EU-Mercosur provisional application begins
On May 1, 2026, the interim Trade Agreement (iTA) of the EU-Mercosur Partnership Agreement entered provisional application. This is the moment the trade provisions start to bite for exporters on both sides.
- Phased tariff elimination. Import duties on the large majority of EU-origin industrial goods are removed over transition periods (immediate to ~10–15 years depending on the product category). Sensitive sectors keep longer schedules or quotas.
- Public procurement. EU companies gain access to Brazilian public tenders for the first time — a market worth billions of euros a year. See our public procurement guide and live tenders.
- Rules of origin. Preferential rates require meeting the agreement's origin rules and presenting the correct origin documentation at clearance.
Exporter action
The preference is not automatic — it depends on your product's HS code, its position in the phase-out schedule, and origin compliance.

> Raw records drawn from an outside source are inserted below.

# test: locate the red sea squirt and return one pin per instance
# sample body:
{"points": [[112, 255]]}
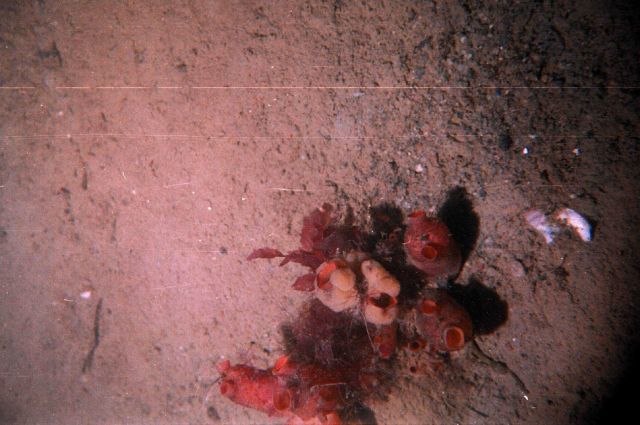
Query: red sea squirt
{"points": [[430, 247], [442, 322]]}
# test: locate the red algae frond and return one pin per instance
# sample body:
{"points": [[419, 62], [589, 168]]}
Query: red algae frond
{"points": [[341, 349]]}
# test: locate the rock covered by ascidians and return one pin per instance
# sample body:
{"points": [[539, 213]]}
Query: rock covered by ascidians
{"points": [[372, 297]]}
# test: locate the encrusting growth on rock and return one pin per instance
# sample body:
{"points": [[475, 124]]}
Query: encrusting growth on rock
{"points": [[340, 350]]}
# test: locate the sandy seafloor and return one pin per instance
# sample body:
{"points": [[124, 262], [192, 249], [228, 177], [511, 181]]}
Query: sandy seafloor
{"points": [[147, 147]]}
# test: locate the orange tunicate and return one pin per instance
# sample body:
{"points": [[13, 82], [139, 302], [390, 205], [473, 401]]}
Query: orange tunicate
{"points": [[430, 247], [442, 322]]}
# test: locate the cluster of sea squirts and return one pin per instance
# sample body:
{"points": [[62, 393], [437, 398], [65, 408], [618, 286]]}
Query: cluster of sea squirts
{"points": [[373, 296]]}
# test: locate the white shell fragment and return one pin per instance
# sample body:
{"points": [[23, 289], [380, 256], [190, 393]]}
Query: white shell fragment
{"points": [[538, 220], [576, 221]]}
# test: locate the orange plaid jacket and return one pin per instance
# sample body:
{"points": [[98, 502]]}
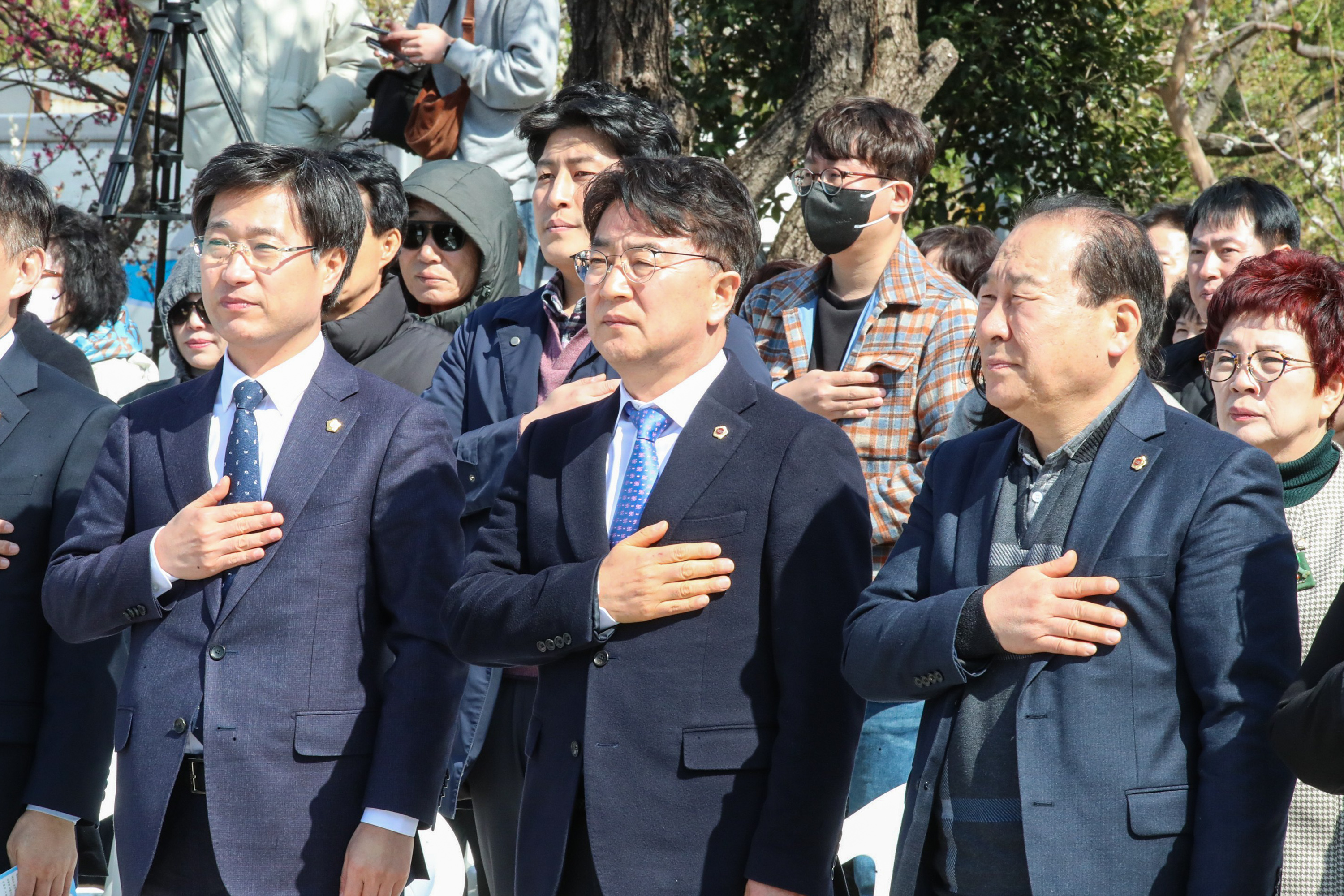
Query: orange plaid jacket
{"points": [[917, 335]]}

Map your products on the EU-Mercosur tracker and model the duty in the landed cost calculator.
What doesn't change yet
Provisional application covers the trade pillar; the full Association Agreement still requires ratification by EU member states. And the EU preference only affects the Import Duty (II) — IPI, PIS/COFINS-Importação, ICMS, AFRMM and the Siscomex fee still apply on the customs value. The cascade is unchanged; only the II rate falls for qualifying EU-origin goods.